What the EU audit found (in plain English)
The report is titled “Control systems for olive oil in the EU – A comprehensive framework, but unevenly applied.” That subtitle matters. The issue is not that rules don’t exist. The issue is that enforcement is inconsistent.
- Minimum quality checks are not always met in some major markets, especially for category checks that verify “extra virgin” status.
- Some lab testing is incomplete, which increases the chance that non-compliant oil slips through.
- Sanctions are not always dissuasive, and in some places enforcement is slow.
- Imported olive oil is not systematically tested for pesticides and other contaminants in the member states examined.
- Traceability can break down once oils cross borders or are blended across multiple origins.
The report also highlights something most serious producers already know: many “extra virgin” failures are linked to degradation over time (heat, light, storage), not only overt fraud. That is still a quality failure for the buyer, and it is common in long, high-volume supply chains.
“Olive oil fraud” is often a supply-chain problem
When people hear olive oil fraud, they picture blatant adulteration. That does happen in the world. But the EU audit focuses heavily on how category failures show up in real checks: sensory panels identify far more non-compliance than chemical tests, and a meaningful share is consistent with oils aging out of spec.
In practice, the biggest risk to the consumer is not a single villain. It’s the structure of the market: bulk movement, blending, long storage, long “best before” windows, and thin inspection coverage relative to volume. A label can be technically compliant at bottling and still fail your kitchen test six months later.
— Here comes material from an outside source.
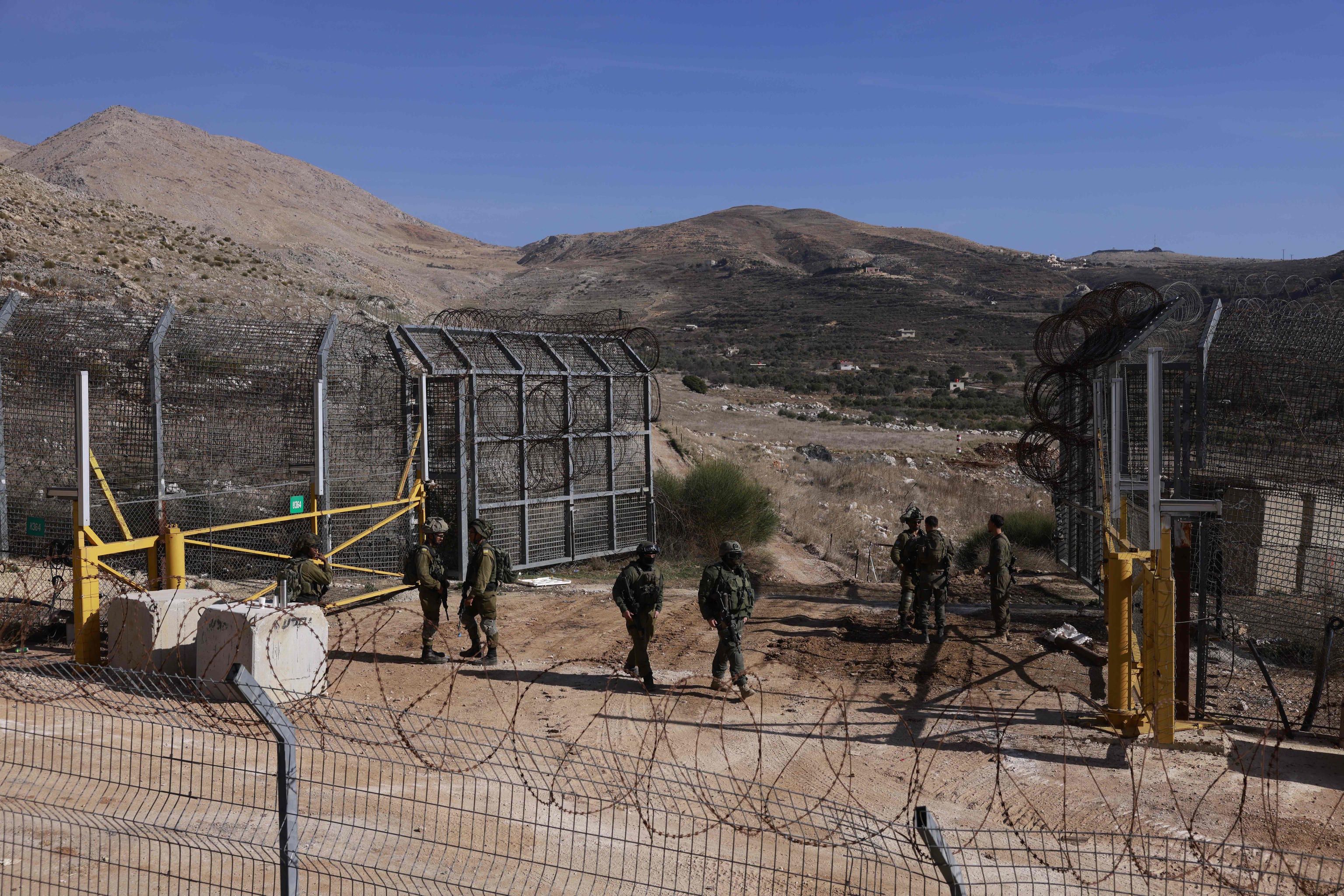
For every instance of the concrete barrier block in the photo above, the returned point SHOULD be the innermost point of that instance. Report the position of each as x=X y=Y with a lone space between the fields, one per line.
x=284 y=649
x=156 y=631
Why small Croatian farms are easier to trust
Croatia is not one of the EU’s industrial olive oil powerhouses. That is exactly why it can be better for quality. In the Zadar region, production is often family-scale: smaller groves, short distances to the mill, and limited runs that don’t need to be blended into anonymity.
On a small farm, accountability is physical: the same people who harvest the olives taste the oil, store it, and decide what gets bottled. If a batch is weak, it can’t be hidden inside a larger blend. If the oil is mishandled, the producer notices quickly because they live with the product.
This is why “local” isn’t just marketing. It’s a control system. It reduces the number of handoffs where quality quietly disappears.
How Selo sources Croatian extra virgin olive oil
Selo Olive Oil exists for a simple reason: we want extra virgin that tastes alive, not just extra virgin on paper. We work with authentic family tradition producers in Croatia’s Zadar region and avoid commodity-style sourcing.
- Direct relationships with small producers, not brokers.
- Limited-run bottling instead of wide blending across regions and harvests.
- Freshness-first mindset, because degradation is real and it is common in mass retail supply chains.
- Traceability you can understand: fewer links, fewer documents, fewer places for the story to break.
None of this replaces regulation, and we are not against standards. The point is simpler: the EU audit shows controls can be uneven in practice. When the system is uneven, the best hedge is shorter distance between you and the farm.
If you’re buying extra virgin, here’s the safest mental model
Treat extra virgin as something that must be protected, not a label that protects itself. If you want a higher chance of real extra virgin quality:
- Prefer small farms over anonymous blends.
- Prefer short supply chains over multi-country sourcing.
- Assume heat and light are the silent killers of quality.
- Buy oil that is meant to be used, not displayed for months.
That’s the logic behind Selo, and it’s why we bet on Croatian olive oil from the Zadar region.